C’est ainsi que la dîme devient une exigence sacrée, obligeant les fidèles d’aller chercher le sou. A l’impossible, frapper à la porte même d’un marabout pour avoir rien que la somme préalablement fixée par les pasteurs et à verser dans le temps imparti.  L'homme de Dieu est le nouveau lévite de l'ancien testament que les adeptes doivent nourrir et vêtir à la grande joie de l’église qui offre et s'en félicite. On ne sait même plus la différence entre dîme et offrande.
Elles poussent comme des champignons
Ben MWANDAMA, ancien de l’église Le moissonneur déclare : « l’église est appelée à croître. Jésus a dit allez, faites de toutes les nations des disciples. C’est sur ces paroles que se basent les églises de réveil pour justifier leur multiplicité. Pour moi, mieux vaut avoir plus d’églises que des bars. Les églises récupèrent les âmes perdues et éparpillées dans des débits de boissons, exposées à des pandémies de tout genre. Les églises de réveil sont multiples notamment les Pentecôtistes, les Branhamistes. Tous, sont ressortissants de l’église protestante. »
Dans ce phénomène Eglise de réveil, il y a des allochtones en costumes et en cravates. Toute sorte des comportements, parfois bien sains ! Etienne NGANDU, chrétien de l’église Amen Tabernacle confirme quant à lui que « les églises de réveil sont différentes des églises Branhamistes. Nous Branhamistes, nous croyons au message du temps de la fin prêché par le prophète William Branham. Ce qui nous différencie des églises dites de réveil c’est le fait que quand quelqu’un parle en langue pour les églises de réveil ; c’est synonyme d’avoir l’esprit saint.
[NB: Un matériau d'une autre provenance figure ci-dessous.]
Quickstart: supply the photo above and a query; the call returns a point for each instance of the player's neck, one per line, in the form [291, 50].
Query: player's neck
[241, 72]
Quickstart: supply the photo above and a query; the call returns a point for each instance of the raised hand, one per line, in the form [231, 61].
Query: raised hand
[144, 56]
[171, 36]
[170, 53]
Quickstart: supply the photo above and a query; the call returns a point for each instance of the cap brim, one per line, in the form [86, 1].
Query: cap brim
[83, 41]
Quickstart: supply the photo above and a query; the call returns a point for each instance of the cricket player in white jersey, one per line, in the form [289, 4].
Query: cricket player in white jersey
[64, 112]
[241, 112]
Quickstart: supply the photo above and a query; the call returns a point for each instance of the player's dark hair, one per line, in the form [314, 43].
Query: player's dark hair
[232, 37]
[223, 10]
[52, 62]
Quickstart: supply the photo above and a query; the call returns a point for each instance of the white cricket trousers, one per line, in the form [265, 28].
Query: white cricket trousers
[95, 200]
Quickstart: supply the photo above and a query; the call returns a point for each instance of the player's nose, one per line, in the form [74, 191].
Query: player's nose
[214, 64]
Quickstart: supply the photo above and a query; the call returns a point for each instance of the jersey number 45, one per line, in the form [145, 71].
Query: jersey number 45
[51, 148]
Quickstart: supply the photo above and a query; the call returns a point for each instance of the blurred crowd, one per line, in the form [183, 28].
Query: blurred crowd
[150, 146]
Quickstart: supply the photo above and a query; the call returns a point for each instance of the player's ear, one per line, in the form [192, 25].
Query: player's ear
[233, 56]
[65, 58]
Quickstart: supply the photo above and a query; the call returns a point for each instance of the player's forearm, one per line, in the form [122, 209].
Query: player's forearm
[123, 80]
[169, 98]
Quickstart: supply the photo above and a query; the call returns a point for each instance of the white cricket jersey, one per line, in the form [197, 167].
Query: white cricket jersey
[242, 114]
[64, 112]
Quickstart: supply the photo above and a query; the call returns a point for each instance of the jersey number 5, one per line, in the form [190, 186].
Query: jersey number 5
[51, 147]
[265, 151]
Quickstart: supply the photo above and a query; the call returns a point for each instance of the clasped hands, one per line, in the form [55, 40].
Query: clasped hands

Ce qui n’est pas le cas pour nous Branhamistes, parce que quelqu’un peut parler en langue et n’est pas avoir l’esprit saint. »
A l’allure où vont les choses, les lushois doivent avoir les cinq sens en alerte pour distinguer les églises qui font la volonté de Dieu et celles qui sont dans le marketing pour s’amasser des chrétiens et des moyens financiers. Or, cela semble vraiment difficile, vu l’état de pauvreté dans laquelle plongent plusieurs. A cela, ajouter parfois le fait que la majorité reste faite des gens peu instruits, et donc facilement manipulables!
Construire l’église c’est l’affaire de Dieu
Freddy KAPEND, adepte du Centre évangélique la colombe, sur l’avenue Du 30 juin prolongée dit : « Jésus revient bientôt. Pour construire notre église, nous attendons le temps de Dieu. Bâtir une église n’est pas une affaire d’hommes, mais de Dieu. Car, c’est lui qui donne la vision et la provision ». Décidément, les arguments sont légions, les vues et visions de Dieu et de l’Eglise, incommensurables ! Dans ces églises, la seule activité au quotidien, ce sont des prières à la montage, les jeûnes à sec, des campagnes d’évangélisation avec au menu des grands thèmes tels que docteur Jésus, vivre la prospérité, le Dieu de miracle, l’heure de la délivrance, lèves-toi et marches, etc., une routine qui est à la base de tapages diurnes et nocturnes sans cesse. On se demande comment, avec une Ville, une nation aussi évangélisée, la pauvreté continue son sinistre cours ! Et s’il fallait revoir une certaine religiosité ?
 Article rédigé par :
ILONDO MASHIMBA, ILUNGA MUTSHIMA, KAMWASHI  WA SOMPO, 
KAPANDA MADALA, MULENDA  EPULE

Étudiants en Journalisme, Université de Lubumbashi, 2014.